VirMet is available through Bioconda, a channel
for the conda package manager. Once
conda is installed and the
channels are set up,
conda install virmet
installs the package with all its dependencies.
The classic python setup.py install
will work, but see the relevant
page of the
documentation to install third-party tools, or follow the instructions
to run the docker version.
VirMet contains programs to download and index the genome sequences, instructions here.
This can be run on a single file or on a directory. It will try to guess from
the naming scheme if it is a Miseq output directory (i.e. with
Data/Intensities/BaseCalls/
structure) and analyze all fastq files in there.
The extension must be .fastq
or .fastq.gz
. It will then run a filtering
step based on quality, length and entropy (in short: reads with a lot of
repeats will be discarded), followed by a decontamination step where reads
of human/bacterial/bovine/fungal origin will be discarded. Finally, remaining
reads are blasted against the viral database. The list of organisms with the
count of reads is in files orgs_list.csv
in the output directory
(naming is virmet_output_...
). For example, if we have a directory named
exp_01
with files
exp_01/AR-1_S1_L001_R1_001.fastq.gz
exp_01/AR-2_S2_L001_R1_001.fastq.gz
exp_01/AR-3_S3_L001_R1_001.fastq.gz
exp_01/AR-4_S4_L001_R1_001.fastq.gz
we could run
[user@host test_virmet]$ virmet wolfpack --dir exp_01
and, after some time, find the results in virmet_output_exp01
. Many files are
present, the most important ones being orgs_list.csv
and stats.tsv
. The
first lists the viral organisms found with a count of reads that could be
matched to them.
[user@host test_virmet]$ cat virmet_output_test_dir_150123/3-1-65_S5/orgs_list.tsv
organism reads
Human adenovirus 7 126
Human poliovirus 1 strain Sabin 45
Human poliovirus 1 Mahoney 29
Human adenovirus 3+11p 19
Human adenovirus 16 1
The second file is a summary of all reads analyzed for this sample and how many were passing a specific step of the pipeline or matching a specific database.

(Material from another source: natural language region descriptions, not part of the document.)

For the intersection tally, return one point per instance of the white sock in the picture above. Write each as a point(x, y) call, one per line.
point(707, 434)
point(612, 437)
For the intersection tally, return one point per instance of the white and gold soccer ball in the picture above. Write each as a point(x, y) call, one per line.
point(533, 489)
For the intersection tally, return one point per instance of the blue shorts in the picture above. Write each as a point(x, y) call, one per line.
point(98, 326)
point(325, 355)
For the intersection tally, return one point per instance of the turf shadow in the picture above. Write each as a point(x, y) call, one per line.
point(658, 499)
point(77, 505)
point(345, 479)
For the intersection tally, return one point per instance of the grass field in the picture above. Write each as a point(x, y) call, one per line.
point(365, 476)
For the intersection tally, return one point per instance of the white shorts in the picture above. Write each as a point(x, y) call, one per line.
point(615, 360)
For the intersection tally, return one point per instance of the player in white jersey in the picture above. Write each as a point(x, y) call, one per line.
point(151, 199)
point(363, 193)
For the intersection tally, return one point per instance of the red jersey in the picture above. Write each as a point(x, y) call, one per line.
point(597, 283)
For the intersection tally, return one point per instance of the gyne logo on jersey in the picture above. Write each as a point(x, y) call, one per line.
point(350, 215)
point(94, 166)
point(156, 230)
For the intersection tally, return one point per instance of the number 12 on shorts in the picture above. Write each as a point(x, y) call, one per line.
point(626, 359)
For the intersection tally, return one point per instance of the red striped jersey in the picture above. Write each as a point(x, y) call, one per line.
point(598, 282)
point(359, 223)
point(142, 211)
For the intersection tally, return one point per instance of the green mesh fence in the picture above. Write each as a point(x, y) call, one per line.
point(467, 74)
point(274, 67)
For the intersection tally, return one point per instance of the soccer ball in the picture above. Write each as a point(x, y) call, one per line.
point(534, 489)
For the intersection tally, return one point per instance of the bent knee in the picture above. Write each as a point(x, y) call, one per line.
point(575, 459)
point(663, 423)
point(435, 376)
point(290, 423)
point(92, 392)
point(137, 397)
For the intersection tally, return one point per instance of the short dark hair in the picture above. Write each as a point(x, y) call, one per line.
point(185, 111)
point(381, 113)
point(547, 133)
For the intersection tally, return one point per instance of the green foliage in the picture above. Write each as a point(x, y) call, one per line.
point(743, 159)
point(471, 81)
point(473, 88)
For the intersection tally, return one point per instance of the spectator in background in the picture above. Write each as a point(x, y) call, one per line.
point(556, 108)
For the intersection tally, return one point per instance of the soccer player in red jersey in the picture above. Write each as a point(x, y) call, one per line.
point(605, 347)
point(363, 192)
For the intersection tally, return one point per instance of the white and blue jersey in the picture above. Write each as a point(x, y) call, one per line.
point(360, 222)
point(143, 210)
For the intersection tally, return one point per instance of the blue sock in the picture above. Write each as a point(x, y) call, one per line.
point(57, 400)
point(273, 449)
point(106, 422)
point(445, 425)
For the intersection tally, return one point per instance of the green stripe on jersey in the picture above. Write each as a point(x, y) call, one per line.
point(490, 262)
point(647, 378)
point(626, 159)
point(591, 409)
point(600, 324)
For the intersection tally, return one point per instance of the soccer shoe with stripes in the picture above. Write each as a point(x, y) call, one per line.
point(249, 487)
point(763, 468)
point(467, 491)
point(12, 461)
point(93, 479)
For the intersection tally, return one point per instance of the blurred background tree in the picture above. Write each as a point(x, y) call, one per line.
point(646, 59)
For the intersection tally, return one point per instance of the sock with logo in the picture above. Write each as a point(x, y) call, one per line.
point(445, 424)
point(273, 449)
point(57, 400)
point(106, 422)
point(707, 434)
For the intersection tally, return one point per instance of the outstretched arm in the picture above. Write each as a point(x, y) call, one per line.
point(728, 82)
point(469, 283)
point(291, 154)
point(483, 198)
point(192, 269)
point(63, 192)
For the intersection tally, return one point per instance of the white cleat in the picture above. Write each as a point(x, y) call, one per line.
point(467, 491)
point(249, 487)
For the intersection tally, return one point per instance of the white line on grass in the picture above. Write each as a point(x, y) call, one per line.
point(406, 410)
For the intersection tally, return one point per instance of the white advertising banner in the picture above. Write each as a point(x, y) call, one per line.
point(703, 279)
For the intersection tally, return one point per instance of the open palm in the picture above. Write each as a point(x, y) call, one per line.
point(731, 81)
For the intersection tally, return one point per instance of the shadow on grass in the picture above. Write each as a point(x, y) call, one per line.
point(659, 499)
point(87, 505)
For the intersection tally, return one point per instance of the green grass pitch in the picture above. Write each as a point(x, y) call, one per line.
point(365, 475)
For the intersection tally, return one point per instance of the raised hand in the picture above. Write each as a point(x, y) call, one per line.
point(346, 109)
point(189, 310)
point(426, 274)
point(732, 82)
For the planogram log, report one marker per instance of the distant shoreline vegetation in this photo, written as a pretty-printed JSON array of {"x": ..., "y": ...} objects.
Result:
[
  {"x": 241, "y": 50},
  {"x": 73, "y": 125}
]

[user@host test_virmet]$ cat virmet_output_exp01/AR-1_S1/stats.tsv
raw_reads 6250
trimmed_too_short 462
low_entropy 1905
low_quality 0
passing_filter 3883
matching_humanGRCh38 3463
matching_bact1 0
matching_bact2 0
matching_bact3 0
matching_fungi1 0
matching_bt_ref 0
reads_to_blast 420
viral_reads 257
undetermined_reads 163
More and more sequences are uploaded to NCBI database every month. The figure shows the number of viral sequences with complete genome in the title that are submitted every month to NCBI (code).
VirMet provides a simple way to update the viral database.